Each of the six Type 45s will now cost the taxpayer £1.1bn and counting. At the moment the only weapons they can use operationally are their basic 4.5-inch "Kryten" gun turrets and light 30mm autocannon, principally useful for bombarding undefended foreshore targets or shooting up pirate dhows and the like. This is armament barely above the gunboat level.
The primary reason for purchasing a Type 45 is to obtain Sea Viper (aka the Principal Anti Air Missile System, PAAMS), which accounts for most of its cost. PAAMS includes the French Aster missiles and their Sylver launchers, and other Franco-British-Italian equipment including the Sampson firecontrol radar. There is also, of course, substantial American input - the command system runs Windows, and other computer processing is provided by Mercury Computer Systems of Massachusetts.
Sea Viper is the European - partly European - answer to the American Aegis/Standard naval missiles used aboard US destroyers and cruisers and by many allied navies. PAAMS/Sea Viper is claimed by its makers to be superior to Aegis/Standard, especially in the matter of shooting down modern Russian-made shipkiller missiles which approach their targets at supersonic speed.

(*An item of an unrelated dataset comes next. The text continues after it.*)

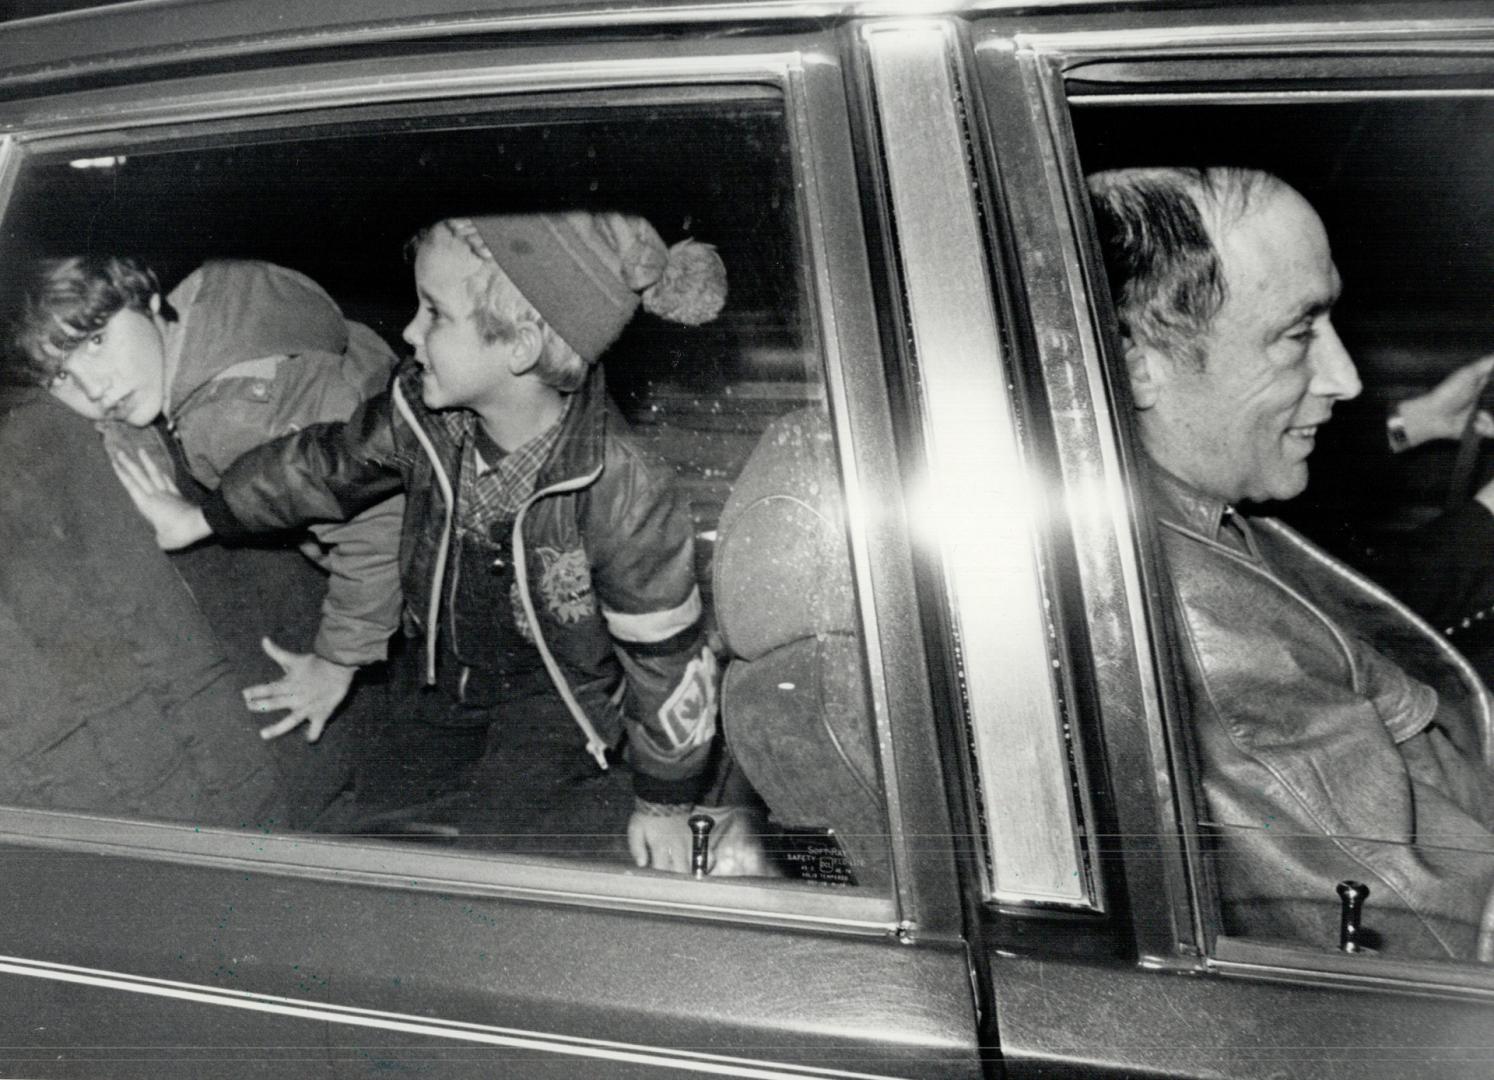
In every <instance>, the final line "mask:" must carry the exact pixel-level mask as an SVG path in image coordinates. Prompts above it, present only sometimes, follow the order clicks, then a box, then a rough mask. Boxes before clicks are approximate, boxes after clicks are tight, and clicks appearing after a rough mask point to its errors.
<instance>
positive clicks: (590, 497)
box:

However PAAMS has never been tested against a supersonic target and there are no plans to do so, rendering this possible unique selling point rather moot. One former Royal Navy destroyer captain, questioned on the idea of relying on Sea Viper to defend a fleet against such menaces as "Sunburn" and "Klub" with no idea whether it would actually work, has told the Reg defence desk that "it would be rather unwise to put yourself in a situation like that, wouldn't it?"
Apart from a possible ability to shoot down the latest Russian shipkillers, however, there are few reasons to buy PAAMS as opposed to Aegis/Standard. The Euro offering is hugely more expensive: putting Aegis/Standard in our Type 45s would have cut their costs by half or more. They would then be able to launch Tomahawk cruise missiles against enemy warships or targets hundreds of miles inland, and also Standard SM-3 interceptors capable of knocking down ballistic missile warheads or even satellites sailing far above the atmosphere.
As it is, we will pay at least double and get none of these things. Our Type 45s will have no serious ability to strike targets ashore, and we will continue to have no capabilities against ballistic missiles. Most glaringly of all, the Type 45 will have no weapon other than its guns with which to fight enemy ships - Sea Viper has no surface-to-surface mode.
You might feel that preservation of British high-tech jobs in some way justifies such horrific overspending for such lamentable amounts of capability, but in fact the relatively few Brit workers concerned have now mostly been fired anyway.
So actually it's pretty hard to agree with Captain Powell and General Robison that this is a story of excellent cooperation between MoD and industry. It seems more like industry taking the MoD for a long and lucrative ride.
This is all the sadder for actual friends of the Royal Navy, as the delays and cost overruns on the Type 45s' largely foreign equipment are a big part of the reason why the navy may not in fact get its aircraft carriers and will almost certainly not get proper air groups for them.
Captain Powell gamely contends that his ship - from some point next year when Sea Viper finally goes operational - "will also work in support of land and air forces". This is true in some minor respects, perhaps.
But it won't work nearly as well in support of land and air fighting as a carrier would, so to buy the one at the expense of the other as the Royal Navy may very well have done looks like a bad bargain indeed. ®
*The general is a Royal Marine, so his presence in naval headquarters is routine.